Les yeux au ciel où vers de mystiques amours Fuyait la blanche lune ainsi qu'une colombe, Et l'oreille attentive aux clapotements sourds Des rames s'abattant sur les flots de velours,
Je descendais en moi comme dans une tombe. Comme dans un caveau solitaire et glacé Où les morts sont couchés dans des poses tragiques, Gardant la mine, encor, de leur orgueil passé ;
Mais le vol des hiboux les a seul caressés, Et le vent de la nuit est leur seule musique. Dans ce caveau gisaient souvenirs et rancœurs, Suprême illusion chimère décevante,
— Comme des morts que nul n'a suivi de ses pleurs ; Et les coups de poignard qui leur saignaient au cœur Me faisaient frissonner d'horreur et d'épouvante. Ah ! dans ce moment même, et sous la grande nuit
Qui sur mille douleurs ouvrait ses larges ailes, Plus d'un, que le sommeil dès longtemps avait fui, Promenait sur la plage un amoureux ennui Et regardait briller les étoiles cruelles.
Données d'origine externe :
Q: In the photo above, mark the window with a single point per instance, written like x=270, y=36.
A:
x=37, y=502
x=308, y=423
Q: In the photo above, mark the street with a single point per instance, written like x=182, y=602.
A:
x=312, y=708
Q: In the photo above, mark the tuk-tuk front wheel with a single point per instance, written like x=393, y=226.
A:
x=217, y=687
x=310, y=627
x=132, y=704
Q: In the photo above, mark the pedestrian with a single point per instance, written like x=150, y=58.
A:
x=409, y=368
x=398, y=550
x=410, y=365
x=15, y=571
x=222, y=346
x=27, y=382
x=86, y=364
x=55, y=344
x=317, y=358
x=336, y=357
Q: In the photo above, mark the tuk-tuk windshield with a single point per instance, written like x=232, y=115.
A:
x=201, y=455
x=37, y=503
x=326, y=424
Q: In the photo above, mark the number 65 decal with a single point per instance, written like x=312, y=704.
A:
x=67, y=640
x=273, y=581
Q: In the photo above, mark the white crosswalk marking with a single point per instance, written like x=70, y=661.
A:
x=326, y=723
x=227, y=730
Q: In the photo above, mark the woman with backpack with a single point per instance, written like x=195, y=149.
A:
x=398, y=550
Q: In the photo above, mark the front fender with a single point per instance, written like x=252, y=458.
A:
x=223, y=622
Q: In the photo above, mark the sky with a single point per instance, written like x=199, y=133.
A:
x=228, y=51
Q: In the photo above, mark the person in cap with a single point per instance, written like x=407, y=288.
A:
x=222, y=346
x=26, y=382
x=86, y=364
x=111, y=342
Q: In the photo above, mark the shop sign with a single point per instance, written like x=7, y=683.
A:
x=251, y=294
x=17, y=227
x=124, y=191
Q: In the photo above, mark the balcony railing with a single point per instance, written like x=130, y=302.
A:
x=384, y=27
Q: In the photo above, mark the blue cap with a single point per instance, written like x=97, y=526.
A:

Peut-être pleurait-il, et, tourné vers la mer, Laissait couler les pleurs sur sa face pâlie Avec la volupté d'un mal longtemps souffert ; Mais moi, quels pleurs pourraient tomber dans mon enfer,
Et quelle volupté dans ma mélancolie ? Moi-même, j'ai tué mon cœur ! Pourrais-je donc, Brusquement repenti, par cette nuit sublime Qui me fait plus souffrir de mon morne abandon,
Évoquer un fantôme et demander pardon A ma jeunesse morte, — et morte par mon crime ? La nuit commençait à pâlir, Craintive — on l'eût dite pâmée,
Comme, entendant la voix aimée, Une vierge se sent mourir. Et vers sa demeure emperlée, Jetant un sourire d'argent
La lune, d'un pied diligent, Avait fui, charmante et voilée. Nous étions bien loin des maisons Où l'on rit et pleure, où l'on aime, —
Voguant, sans un adieu suprême, Là-bas, vers les grands horizons. Bien loin de la cendre glacée De tous les souvenirs éteints
Qui, légère, au vent des matins En tournant s'était dispersée. Et les rameurs ne chantaient pas ; Nous allions, la voile gonflée,
Sous la grande voûte étoilée, Sans savoir où, toujours là-bas… Et cependant qu'à pleine voile S'enfuyait le svelte bateau,
Je me roulai dans mon manteau Et je dormis sous les étoiles.